Altbau

Gerade in Altbauten kann es sein, dass das Mauerwerk schon etwas trocken ist und an einigen Stellen kleinere Risse aufweist. Diese Risse sollte man nicht unterschätzen und sie auch nicht ausweiten lassen.

Kleine Risse lassen sich mit einfachen Mitteln schnell und leicht selbst reparieren. Gerade wenn Räume komplett saniert werden und alle alte Tapete ab ist, bietet sich eine Sanierung der Wände mit an. Dazu kann man mit ein wenig angerührtem Gips alle Löcher, Risse und Unebenheiten ausbessern.

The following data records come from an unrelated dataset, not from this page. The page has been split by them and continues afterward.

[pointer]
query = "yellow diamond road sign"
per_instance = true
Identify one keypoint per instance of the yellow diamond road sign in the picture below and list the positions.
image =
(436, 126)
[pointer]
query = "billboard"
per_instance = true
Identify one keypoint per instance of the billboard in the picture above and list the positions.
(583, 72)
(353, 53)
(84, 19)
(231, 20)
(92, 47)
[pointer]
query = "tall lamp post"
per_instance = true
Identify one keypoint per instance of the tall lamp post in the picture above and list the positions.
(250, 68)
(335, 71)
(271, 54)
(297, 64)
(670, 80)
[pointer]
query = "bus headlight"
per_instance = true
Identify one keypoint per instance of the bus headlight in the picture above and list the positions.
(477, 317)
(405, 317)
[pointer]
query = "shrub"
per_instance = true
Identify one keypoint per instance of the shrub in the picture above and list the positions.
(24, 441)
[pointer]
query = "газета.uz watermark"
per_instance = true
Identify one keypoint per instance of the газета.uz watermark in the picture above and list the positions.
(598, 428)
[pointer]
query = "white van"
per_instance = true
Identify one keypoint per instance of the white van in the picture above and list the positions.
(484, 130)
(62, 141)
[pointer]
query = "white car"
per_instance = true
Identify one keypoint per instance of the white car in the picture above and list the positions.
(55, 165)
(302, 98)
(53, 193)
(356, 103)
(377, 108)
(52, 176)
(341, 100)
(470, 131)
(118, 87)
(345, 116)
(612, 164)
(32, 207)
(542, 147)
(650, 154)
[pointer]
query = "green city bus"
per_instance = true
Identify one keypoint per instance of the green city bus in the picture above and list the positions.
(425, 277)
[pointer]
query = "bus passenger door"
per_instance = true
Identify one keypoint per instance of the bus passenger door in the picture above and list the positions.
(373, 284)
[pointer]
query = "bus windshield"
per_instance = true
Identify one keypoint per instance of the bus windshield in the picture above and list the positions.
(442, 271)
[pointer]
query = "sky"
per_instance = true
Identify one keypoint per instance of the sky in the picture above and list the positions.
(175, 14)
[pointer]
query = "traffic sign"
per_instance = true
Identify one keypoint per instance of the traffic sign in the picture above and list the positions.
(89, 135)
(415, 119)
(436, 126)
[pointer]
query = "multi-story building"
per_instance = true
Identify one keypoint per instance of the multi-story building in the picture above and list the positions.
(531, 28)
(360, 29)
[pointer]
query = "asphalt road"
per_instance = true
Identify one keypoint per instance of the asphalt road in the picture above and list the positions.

Spezielle Binden, die über den Riss gelegt werden, verhindern später ein Aufreißen vom Gips. Wenn der Gips gut getrocknet ist, muss man das Ganze noch einmal abschleifen, um auch die letzten Unebenheiten zu entfernen.

So behandelt macht das Mauerwerk eines Altbaus kaum einen Unterschied zu neueren Wänden. Aber auch andere Probleme können auftreten. So kann es sein, das teilweise die Wände von Vorbesitzern mit Rigips-Platten verhangen wurden und so unbekannte Hohlräume entstanden sind.

Doch auch einfach nur durch das Alter kann das Mauerwerk eines Altbaus mürbe und porös geworden sein. Vor allem fällt dies beim bohren oder anbringen von Hängeschränken auf und kann Probleme machen.

Besonderes Mauerwerk im Altbau

Je nach Alter des Hauses kann es sein, dass die Wände noch aus Fachwerk bestehen. Hier sollte man darauf achten, dass alles, was an der Wand angebracht werden soll, an einem Balken befestigt wird.

Nur so kann ein optimaler Halt garantiert werde. Wenn das Mauerwerk im Altbau sichtbar ist, so kann es auch ein schöner optischer Blickfang sein. Nur teilweise verputze Wände können so schnelle Akzente im Wohnraum schaffen.